According to a report published Wednesday night, SEC regulators are investigating Musk’s late submission of a required form.
When investors acquire more than 5 percent of a company, they are required to submit a disclosure form notifying shareholders that a significant new investor “could seek to control or influence a company,” sources told The Wall Street Journal.
The SEC is currently investigating why Musk waited until April 4, weeks after purchasing more than 5 percent of Twitter shares, to submit the form, the Journal reported.

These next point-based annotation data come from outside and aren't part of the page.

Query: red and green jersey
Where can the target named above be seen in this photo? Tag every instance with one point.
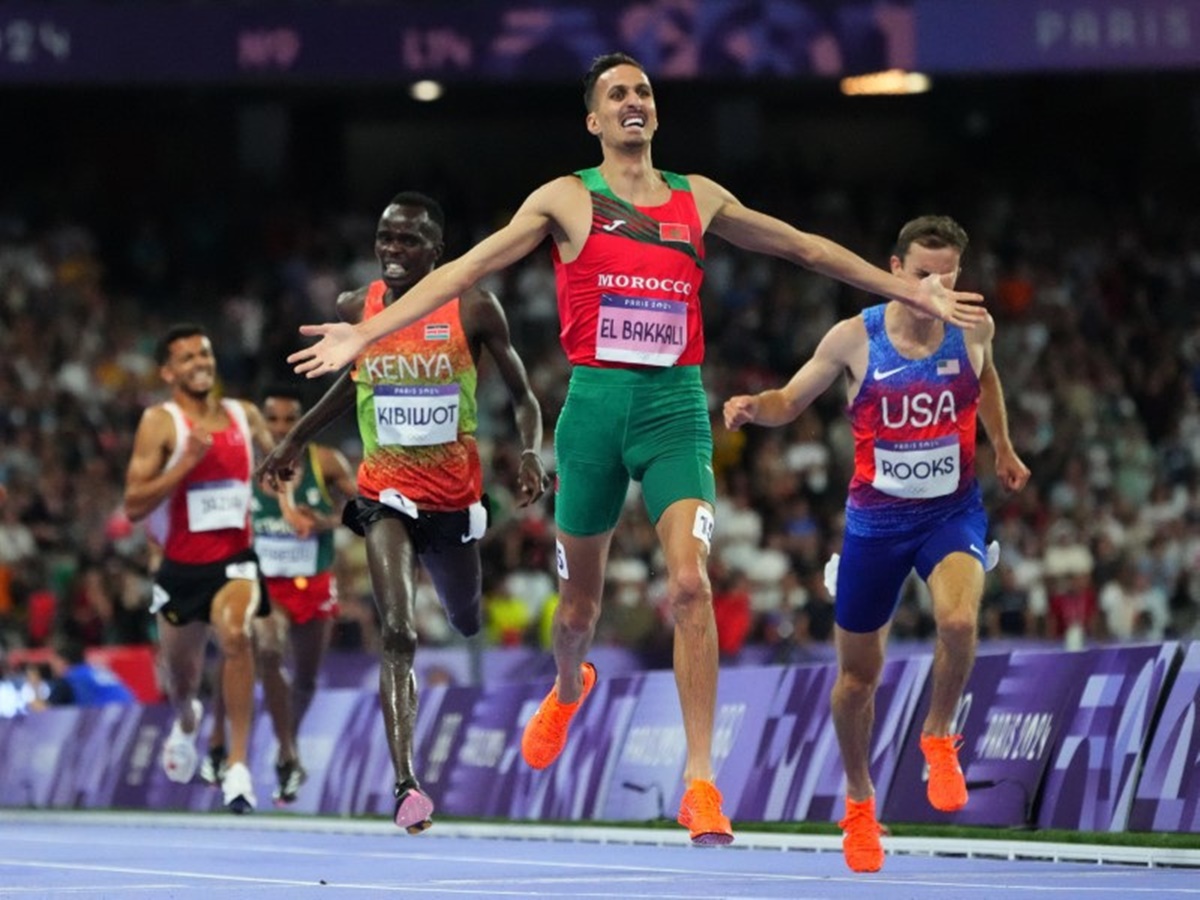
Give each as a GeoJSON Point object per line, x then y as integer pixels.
{"type": "Point", "coordinates": [631, 298]}
{"type": "Point", "coordinates": [417, 411]}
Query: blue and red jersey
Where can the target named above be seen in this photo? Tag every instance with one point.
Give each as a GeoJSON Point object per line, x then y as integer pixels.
{"type": "Point", "coordinates": [915, 435]}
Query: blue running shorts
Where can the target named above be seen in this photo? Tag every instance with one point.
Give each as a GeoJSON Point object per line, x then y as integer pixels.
{"type": "Point", "coordinates": [873, 570]}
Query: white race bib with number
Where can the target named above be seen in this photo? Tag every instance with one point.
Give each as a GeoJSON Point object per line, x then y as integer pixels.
{"type": "Point", "coordinates": [417, 415]}
{"type": "Point", "coordinates": [213, 505]}
{"type": "Point", "coordinates": [282, 556]}
{"type": "Point", "coordinates": [633, 329]}
{"type": "Point", "coordinates": [917, 469]}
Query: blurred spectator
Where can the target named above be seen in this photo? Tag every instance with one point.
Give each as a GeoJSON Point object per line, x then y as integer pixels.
{"type": "Point", "coordinates": [731, 605]}
{"type": "Point", "coordinates": [1007, 610]}
{"type": "Point", "coordinates": [82, 683]}
{"type": "Point", "coordinates": [1134, 609]}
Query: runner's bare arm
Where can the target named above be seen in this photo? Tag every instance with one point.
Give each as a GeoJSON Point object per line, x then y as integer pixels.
{"type": "Point", "coordinates": [147, 481]}
{"type": "Point", "coordinates": [725, 216]}
{"type": "Point", "coordinates": [496, 336]}
{"type": "Point", "coordinates": [780, 406]}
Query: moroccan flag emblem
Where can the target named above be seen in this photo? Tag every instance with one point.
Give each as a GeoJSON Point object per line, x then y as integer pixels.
{"type": "Point", "coordinates": [675, 232]}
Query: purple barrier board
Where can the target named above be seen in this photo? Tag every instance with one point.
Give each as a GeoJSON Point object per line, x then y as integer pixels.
{"type": "Point", "coordinates": [1090, 784]}
{"type": "Point", "coordinates": [1168, 793]}
{"type": "Point", "coordinates": [1011, 713]}
{"type": "Point", "coordinates": [795, 767]}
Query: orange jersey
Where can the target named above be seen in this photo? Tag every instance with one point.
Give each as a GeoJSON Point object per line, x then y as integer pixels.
{"type": "Point", "coordinates": [417, 411]}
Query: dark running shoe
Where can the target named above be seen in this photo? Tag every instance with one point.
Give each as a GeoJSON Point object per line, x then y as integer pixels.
{"type": "Point", "coordinates": [413, 808]}
{"type": "Point", "coordinates": [291, 775]}
{"type": "Point", "coordinates": [213, 766]}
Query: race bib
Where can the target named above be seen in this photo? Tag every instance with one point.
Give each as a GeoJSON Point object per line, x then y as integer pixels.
{"type": "Point", "coordinates": [633, 329]}
{"type": "Point", "coordinates": [917, 469]}
{"type": "Point", "coordinates": [213, 505]}
{"type": "Point", "coordinates": [417, 415]}
{"type": "Point", "coordinates": [281, 556]}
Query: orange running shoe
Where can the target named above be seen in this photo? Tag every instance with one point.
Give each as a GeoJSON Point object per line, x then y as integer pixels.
{"type": "Point", "coordinates": [947, 787]}
{"type": "Point", "coordinates": [545, 735]}
{"type": "Point", "coordinates": [861, 839]}
{"type": "Point", "coordinates": [700, 813]}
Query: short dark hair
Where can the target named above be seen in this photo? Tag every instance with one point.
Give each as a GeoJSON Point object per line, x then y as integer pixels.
{"type": "Point", "coordinates": [281, 390]}
{"type": "Point", "coordinates": [934, 233]}
{"type": "Point", "coordinates": [415, 198]}
{"type": "Point", "coordinates": [175, 333]}
{"type": "Point", "coordinates": [601, 65]}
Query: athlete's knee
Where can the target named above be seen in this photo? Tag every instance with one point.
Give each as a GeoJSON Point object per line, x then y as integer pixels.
{"type": "Point", "coordinates": [399, 640]}
{"type": "Point", "coordinates": [858, 682]}
{"type": "Point", "coordinates": [467, 622]}
{"type": "Point", "coordinates": [234, 642]}
{"type": "Point", "coordinates": [576, 612]}
{"type": "Point", "coordinates": [958, 625]}
{"type": "Point", "coordinates": [268, 659]}
{"type": "Point", "coordinates": [689, 588]}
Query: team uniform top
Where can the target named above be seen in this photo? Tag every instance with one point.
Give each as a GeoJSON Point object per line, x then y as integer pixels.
{"type": "Point", "coordinates": [915, 435]}
{"type": "Point", "coordinates": [622, 306]}
{"type": "Point", "coordinates": [417, 411]}
{"type": "Point", "coordinates": [207, 517]}
{"type": "Point", "coordinates": [281, 552]}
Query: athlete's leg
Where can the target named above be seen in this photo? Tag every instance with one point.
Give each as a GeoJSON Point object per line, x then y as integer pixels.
{"type": "Point", "coordinates": [581, 567]}
{"type": "Point", "coordinates": [859, 666]}
{"type": "Point", "coordinates": [457, 576]}
{"type": "Point", "coordinates": [233, 610]}
{"type": "Point", "coordinates": [309, 645]}
{"type": "Point", "coordinates": [270, 639]}
{"type": "Point", "coordinates": [391, 562]}
{"type": "Point", "coordinates": [216, 754]}
{"type": "Point", "coordinates": [957, 588]}
{"type": "Point", "coordinates": [690, 595]}
{"type": "Point", "coordinates": [183, 653]}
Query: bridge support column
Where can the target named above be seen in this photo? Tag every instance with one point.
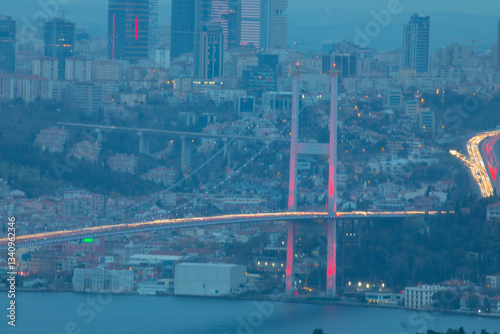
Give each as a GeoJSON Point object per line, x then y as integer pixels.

In fact, according to the report, Musk’s Twitter holdings reached 5 percent on March 14. Under SEC regulations, this suggests the billionaire should have submitted a disclosure by March 24.
Despite all of this, Aron Solomon — the chief legal analyst for Esquire Digital — claims that Musk has no reason to worry.
At this point, in Solomon’s view, the acquisition is “too big to fail,” and regulatory involvement would only hurt shareholders.
“There is no way that the SEC, the [Department of Justice], or any other similarly-situated body will even consider laying a finger on this deal,” Solomon told The Western Journal in a statement.
“Aside from the fact that Elon Musk’s acquisition of Twitter is too big to fail, who would ultimately be hurt by regulatory involvement at this point would be the existing shareholders whose shares Musk is acquiring.”
Musk has had a long, contentious relationship with the SEC.
In September 2018, the agency sued him “over allegedly fraudulent statements he made on Twitter about having obtained funding to take Tesla private,” according to the Journal.
The suit ended with Musk paying a whopping $20 million fine.
Musk recently commented on the 2018 case, claiming he had not lied but was bullied into settling with the SEC.
According to Musk, regulators threatened to bombard Tesla with further litigation.
“Now it makes it look like I lied when I did not in fact lie,” he said, according to a separate Wall Street Journal report. “I was forced to admit that I lied to save Tesla’s life.”
The SEC is not the only agency looking into Musk. The Federal Trade Commission is launching its own separate investigation as well.
“Separately, the Federal Trade Commission is investigating whether Mr. Musk violated a law that requires companies and people to report certain large transactions to antitrust-enforcement agencies, according to a person familiar with the matter,” the Journal reported Wednesday.
“After making the filing, an investor generally waits at least 30 days — giving the government time to review the purchase for whether it hurts competition — before buying more shares.”
The FTC investigation could result in fines of up to $43,792 a day.